Con esta invitación todos se sintieron allí a sus
anchas. Pero el pobre patito que había salido el último del cascarón, y que tan
feo les parecía a todos, no recibió más que picotazos, empujones y burlas, lo
mismo de los patos que de las gallinas.
-¡Qué feo es! -decían.
Y el pavo, que había nacido con las espuelas puestas y
que se consideraba por ello casi un emperador, infló sus plumas como un barco a
toda vela y se le fue encima con un cacareo, tan estrepitoso que toda la cara se
le puso roja. El pobre patito no sabía dónde meterse. Sentíase terriblemente
abatido, por ser tan feo y porque todo el mundo se burlaba de él en el corral.
Así pasó el primer día. En los días siguientes, las
cosas fueron de mal en peor. El pobre patito se vio acosado por todos. Incluso
sus hermanos y hermanas lo maltrataban de vez en cuando y le decían:
-¡Ojalá te agarre el gato, grandulón!
Hasta su misma mamá deseaba que estuviese lejos del
corral. Los patos lo pellizcaban, las gallinas lo picoteaban y, un día, la
muchacha que traía la comida a las aves le asestó un puntapié.
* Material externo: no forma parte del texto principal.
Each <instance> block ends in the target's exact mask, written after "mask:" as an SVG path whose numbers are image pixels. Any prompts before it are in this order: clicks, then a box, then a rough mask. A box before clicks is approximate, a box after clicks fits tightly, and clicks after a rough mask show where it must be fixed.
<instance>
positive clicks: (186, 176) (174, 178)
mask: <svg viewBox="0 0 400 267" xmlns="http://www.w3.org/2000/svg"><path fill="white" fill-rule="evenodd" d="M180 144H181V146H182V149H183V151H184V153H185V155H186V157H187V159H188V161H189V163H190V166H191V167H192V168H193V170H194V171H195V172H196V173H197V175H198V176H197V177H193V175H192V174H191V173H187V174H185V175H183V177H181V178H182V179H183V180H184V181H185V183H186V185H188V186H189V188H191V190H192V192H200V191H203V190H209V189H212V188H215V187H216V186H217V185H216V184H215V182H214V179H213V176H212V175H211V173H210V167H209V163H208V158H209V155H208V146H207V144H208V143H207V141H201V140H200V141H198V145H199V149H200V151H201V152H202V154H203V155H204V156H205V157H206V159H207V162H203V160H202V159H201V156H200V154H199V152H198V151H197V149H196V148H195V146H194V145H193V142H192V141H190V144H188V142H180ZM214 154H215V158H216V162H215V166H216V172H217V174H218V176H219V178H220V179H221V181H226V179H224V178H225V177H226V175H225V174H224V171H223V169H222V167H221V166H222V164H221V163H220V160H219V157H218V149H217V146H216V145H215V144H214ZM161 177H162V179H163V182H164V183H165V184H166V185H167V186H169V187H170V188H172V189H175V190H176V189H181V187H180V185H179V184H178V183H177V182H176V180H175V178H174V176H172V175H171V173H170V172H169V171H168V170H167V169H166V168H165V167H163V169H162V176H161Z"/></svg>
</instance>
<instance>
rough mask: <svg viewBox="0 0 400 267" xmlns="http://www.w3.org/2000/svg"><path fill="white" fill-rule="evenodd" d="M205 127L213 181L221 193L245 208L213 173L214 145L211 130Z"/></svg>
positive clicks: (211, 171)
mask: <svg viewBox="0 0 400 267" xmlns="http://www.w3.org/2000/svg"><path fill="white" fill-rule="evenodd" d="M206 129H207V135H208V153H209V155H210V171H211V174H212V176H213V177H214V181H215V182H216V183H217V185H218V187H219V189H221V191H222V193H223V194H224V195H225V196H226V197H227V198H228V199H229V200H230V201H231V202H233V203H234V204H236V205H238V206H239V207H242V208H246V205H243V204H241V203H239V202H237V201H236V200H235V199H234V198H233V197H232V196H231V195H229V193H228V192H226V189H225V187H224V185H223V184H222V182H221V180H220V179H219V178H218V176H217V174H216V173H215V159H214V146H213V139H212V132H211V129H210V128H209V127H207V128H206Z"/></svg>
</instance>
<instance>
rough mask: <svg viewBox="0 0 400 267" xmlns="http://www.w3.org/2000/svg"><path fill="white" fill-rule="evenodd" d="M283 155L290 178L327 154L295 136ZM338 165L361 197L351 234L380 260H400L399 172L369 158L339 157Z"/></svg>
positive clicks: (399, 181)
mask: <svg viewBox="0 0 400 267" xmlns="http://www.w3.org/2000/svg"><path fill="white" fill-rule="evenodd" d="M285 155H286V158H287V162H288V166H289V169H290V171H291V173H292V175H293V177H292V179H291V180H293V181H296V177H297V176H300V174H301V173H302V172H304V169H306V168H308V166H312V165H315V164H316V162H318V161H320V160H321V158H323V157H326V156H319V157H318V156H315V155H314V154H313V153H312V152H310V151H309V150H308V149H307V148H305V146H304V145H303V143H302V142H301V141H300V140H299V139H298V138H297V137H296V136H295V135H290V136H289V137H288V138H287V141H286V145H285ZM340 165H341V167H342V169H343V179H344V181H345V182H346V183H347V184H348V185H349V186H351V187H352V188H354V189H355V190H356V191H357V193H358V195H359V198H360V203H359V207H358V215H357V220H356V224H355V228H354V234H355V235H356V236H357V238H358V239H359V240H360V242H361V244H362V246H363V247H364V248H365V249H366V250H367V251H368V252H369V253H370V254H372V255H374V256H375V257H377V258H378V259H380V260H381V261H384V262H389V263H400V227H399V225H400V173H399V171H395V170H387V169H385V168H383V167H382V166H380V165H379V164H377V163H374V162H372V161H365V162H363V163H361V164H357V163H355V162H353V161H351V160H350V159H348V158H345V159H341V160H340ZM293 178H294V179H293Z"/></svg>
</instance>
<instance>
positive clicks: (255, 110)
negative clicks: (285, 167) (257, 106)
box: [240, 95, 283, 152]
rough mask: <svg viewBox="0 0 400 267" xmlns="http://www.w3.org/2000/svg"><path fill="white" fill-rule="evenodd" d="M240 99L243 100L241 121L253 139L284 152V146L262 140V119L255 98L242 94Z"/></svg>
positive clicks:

Entonces el patito huyó del corral. De un revuelo saltó
por encima de la cerca, con gran susto de los pajaritos que estaban en los
arbustos, que se echaron a volar por los aires.
“¡Es porque soy tan feo!” pensó el patito, cerrando los
ojos. Pero así y todo siguió corriendo hasta que, por fin, llegó a los grandes
pantanos donde viven los patos salvajes, y allí se pasó toda la noche abrumado
de cansancio y tristeza.
A la mañana siguiente, los patos salvajes remontaron el
vuelo y miraron a su nuevo compañero.
-¿Y tú qué cosa eres? -le preguntaron, mientras el
patito les hacía reverencias en todas direcciones, lo mejor que sabía.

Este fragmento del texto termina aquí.